What Are the Foundations of Data Science?

If you run a business, you know and appreciate the power of adaptability. It would be best if you were ready to change your vision or process to help your company succeed. When turning a profit and gaining revenue is your number one priority, you analyze the best way to make that happen. And the best way to get all of that information is with data analysis and visualization.

Data science is a complex process of deep learning and breaking down big data into manageable and understandable information pieces. By definition, data science is a multidisciplinary way to discover, analyze, and utilize data. It provides great insights into your company by collecting analytics from data mining, forecasting, machine learning, and other statistical methods.

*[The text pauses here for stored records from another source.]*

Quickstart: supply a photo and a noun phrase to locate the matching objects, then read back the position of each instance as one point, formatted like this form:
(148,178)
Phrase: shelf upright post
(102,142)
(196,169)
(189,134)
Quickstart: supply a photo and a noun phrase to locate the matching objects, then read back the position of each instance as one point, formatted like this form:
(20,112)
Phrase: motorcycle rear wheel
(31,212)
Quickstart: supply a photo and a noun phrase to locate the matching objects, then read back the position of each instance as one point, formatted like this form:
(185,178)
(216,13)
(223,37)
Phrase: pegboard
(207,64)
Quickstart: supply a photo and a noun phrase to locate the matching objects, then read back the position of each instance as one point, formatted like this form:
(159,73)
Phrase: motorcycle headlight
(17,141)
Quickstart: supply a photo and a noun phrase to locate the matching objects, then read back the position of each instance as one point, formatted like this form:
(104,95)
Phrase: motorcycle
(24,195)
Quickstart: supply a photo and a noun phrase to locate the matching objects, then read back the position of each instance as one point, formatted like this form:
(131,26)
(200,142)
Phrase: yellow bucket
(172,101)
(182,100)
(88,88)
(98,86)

Data managers take information from all these different areas and help business users leverage that information to predict the company’s future and problem-solving. This is a multi-step process that involves plenty of deliberation and predictive analytics. Let’s dive into the foundations of data science and the exact process these data scientists undergo to process the correct data.

Data Science

Seeing a Problem

The first step in data science is to find the problem you are trying to solve. Maybe your business needs to grow your sales, or you’re looking to expand your marketing reach. Whatever that may be, your data scientists can then break down your goals to see what smaller steps need to be taken to improve the company. This stage is similar to the beginning of the scientific process. You see an issue and create a hypothesis for how you can solve it. And once you’ve come up with a plan of action, you test it out to see if you get the desired results.

Gathering Raw Data

Following the scientific method structure, the next step in your data science journey is to gather the raw data. This may involve going through a lot of unstructured data and creating a visualization that can be easily understood. Once you break down the big data, you can observe trends and decide how to proceed.

Analyzing the Data

Getting your data together in one centralized location allows you to analyze the trends. Maybe you want to create charts and graphs of niche markets or take a look at times where sales were increasing. By knowing your historical data, you can analyze the big data and find a way to recreate past successes. This also opens the door for data modeling. Exploring current data allows you to twist and adjust the trajectory of your future data. Learn how to bend things the way you want them and know how to create a successful model to give you your desired outcome down the line.

Create and Test Models

Once your current data is gathered and analyzed, it’s time to start creating new models and algorithms. Machine learning or forecasting can help you develop your own statistical model. You then use this algorithm with your current data set to see if you can target a certain variable to find a new outcome. This outputs predictions or optimizations that can help you make more informed, predictive business decisions. Having a model in place helps you make strategic choices to grow your company and fix that specific problem.

Monitor Results

Because everything in tech is constantly changing and adjusting, you need to be monitoring your models. Continue testing, refreshing, and governing your models as real-world events impact your business. Data scientists aren’t done simply because the data science program is complete. It would help if you stayed on top of your ever-changing business narrative. Your data science should be equally as adaptable as the world around you.